Ordonnance de la Cour (sixième chambre) du 14 décembre 2011.
Andrei Emilian Boncea et autres (C-483/11) et Mariana Budan (C 484/11) contre Statul român.
Demande de décision préjudicielle: Tribunalul Argeş - Roumanie.
Renvoi préjudiciel - Articles 43, 92, paragraphe 1, et 103, paragraphe 1, du règlement de procédure - Charte des droits fondamentaux de l’Union européenne - Indemnisation des personnes ayant subi des condamnations à caractère politique sous le régime communiste - Droit à la réparation du préjudice moral subi - Absence de mise en œuvre du droit de l’Union - Incompétence manifeste de la Cour.
Affaires jointes C-483/11 et C-484/11.

Recueil de jurisprudence 2011 -00000

ECLI identifier: ECLI:EU:C:2011:832

ORDONNANCE DE LA COUR (sixième chambre)

14 décembre 2011 (*)

«Renvoi préjudiciel − Articles 43, 92, paragraphe 1, et 103, paragraphe 1, du règlement de procédure − Charte des droits fondamentaux de l’Union européenne – Indemnisation des personnes ayant subi des condamnations à caractère politique sous le régime communiste – Droit à la réparation du préjudice moral subi − Absence de mise en œuvre du droit de l’Union − Incompétence manifeste de la Cour»

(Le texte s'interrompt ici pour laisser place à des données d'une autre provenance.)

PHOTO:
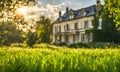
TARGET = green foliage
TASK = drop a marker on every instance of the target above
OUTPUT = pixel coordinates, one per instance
(109, 32)
(94, 45)
(44, 30)
(113, 6)
(31, 38)
(59, 60)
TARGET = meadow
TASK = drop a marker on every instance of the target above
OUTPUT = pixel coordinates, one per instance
(49, 58)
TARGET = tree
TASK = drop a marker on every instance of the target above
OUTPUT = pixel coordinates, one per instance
(44, 30)
(113, 6)
(31, 38)
(109, 32)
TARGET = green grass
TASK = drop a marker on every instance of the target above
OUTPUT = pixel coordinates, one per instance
(48, 58)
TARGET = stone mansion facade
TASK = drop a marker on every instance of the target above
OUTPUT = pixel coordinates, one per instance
(71, 27)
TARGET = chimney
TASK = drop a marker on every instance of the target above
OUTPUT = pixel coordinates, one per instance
(67, 9)
(59, 13)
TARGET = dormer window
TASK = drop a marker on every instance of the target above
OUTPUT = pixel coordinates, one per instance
(71, 14)
(84, 13)
(60, 19)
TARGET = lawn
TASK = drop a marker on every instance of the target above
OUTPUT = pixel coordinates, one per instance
(48, 58)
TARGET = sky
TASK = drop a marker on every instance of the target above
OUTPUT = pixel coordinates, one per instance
(51, 8)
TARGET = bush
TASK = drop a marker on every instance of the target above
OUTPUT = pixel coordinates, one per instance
(78, 45)
(102, 45)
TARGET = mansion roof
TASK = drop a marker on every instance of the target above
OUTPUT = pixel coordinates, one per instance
(76, 14)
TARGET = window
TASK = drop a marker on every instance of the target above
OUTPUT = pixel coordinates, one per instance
(76, 26)
(81, 25)
(59, 28)
(85, 24)
(55, 29)
(66, 27)
(71, 16)
(82, 37)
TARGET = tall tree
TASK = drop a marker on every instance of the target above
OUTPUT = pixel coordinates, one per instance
(113, 6)
(109, 32)
(44, 30)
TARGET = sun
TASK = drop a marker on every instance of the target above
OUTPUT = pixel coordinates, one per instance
(21, 12)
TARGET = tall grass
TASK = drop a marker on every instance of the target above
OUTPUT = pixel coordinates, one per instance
(53, 59)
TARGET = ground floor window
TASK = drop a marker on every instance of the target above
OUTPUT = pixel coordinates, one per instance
(83, 37)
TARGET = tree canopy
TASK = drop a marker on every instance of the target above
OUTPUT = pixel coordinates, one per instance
(113, 6)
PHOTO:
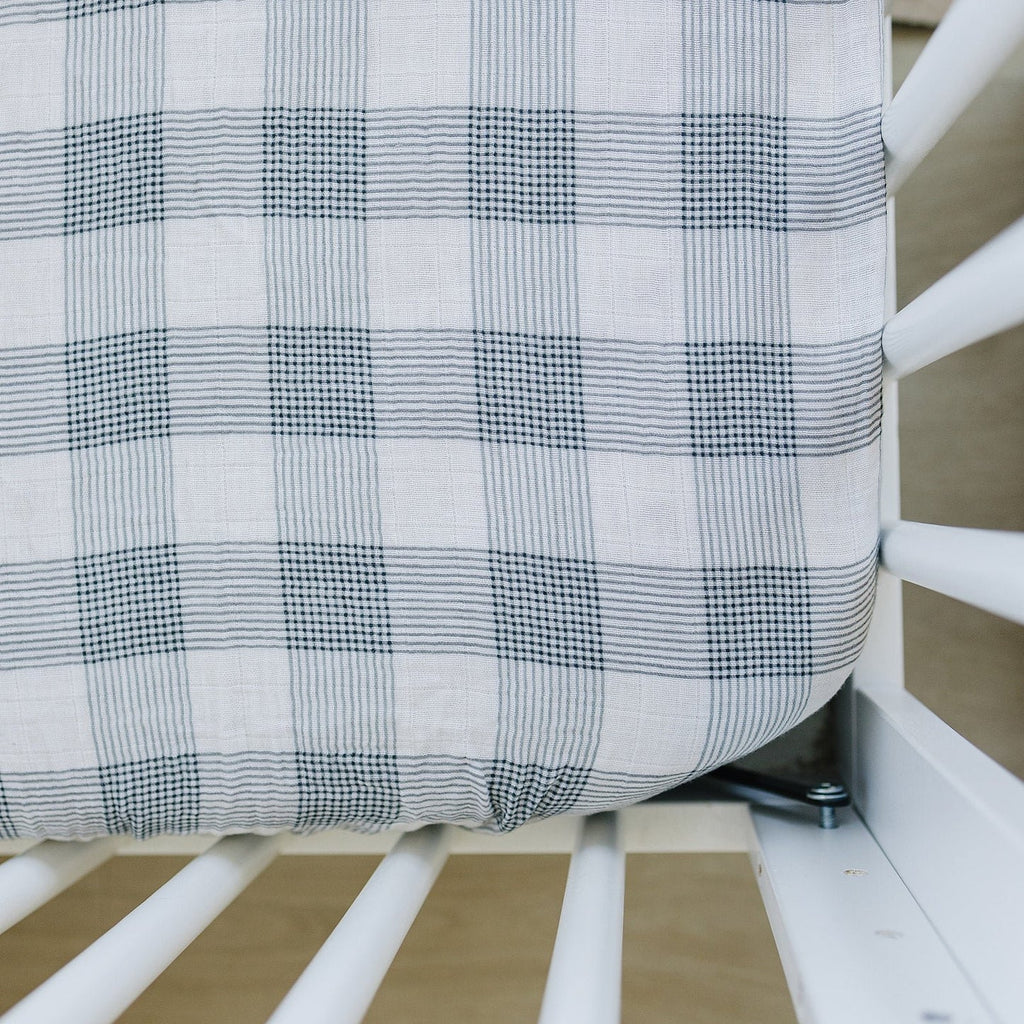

Dans les affaires jointes C‑483/11 et C‑484/11,

ayant pour objet des demandes de décision préjudicielle au titre de l’article 267 TFUE, introduites par le Tribunalul Argeş (Roumanie), par décisions des 4 avril et 4 juillet 2011, parvenues à la Cour le 20 septembre 2011, dans les procédures

Andrei Emilian Boncea,

Filofteia Catrinel Boncea,

Adriana Boboc,

Cornelia Mihăilescu (C‑483/11),

Mariana Budan (C‑484/11)

contre

Statul român,

en présence de:

Iulian-Nicolae Cujbescu (C‑484/11),

LA COUR (sixième chambre),

composée de M. U. Lõhmus, président de chambre, MM. A. Ó Caoimh (rapporteur) et A. Arabadjiev, juges,

avocat général: M. N. Jääskinen,

greffier: M. A. Calot Escobar,

l’avocat général entendu,

rend la présente

Ordonnance

1        Les demandes de décision préjudicielle portent sur l’article 5 de la convention européenne de sauvegarde des droits de l’homme et des libertés fondamentales, signée à Rome le 4 novembre 1950 (ci-après la «CEDH»), l’article 8 de la Déclaration universelle des droits de l’homme, adoptée par l’assemblée générale des Nations unies le 10 décembre 1948 (ci-après la «Déclaration universelle»), la charte des droits fondamentaux de l’Union européenne (ci-après la «charte») ainsi que sur les traités de l’Union européenne.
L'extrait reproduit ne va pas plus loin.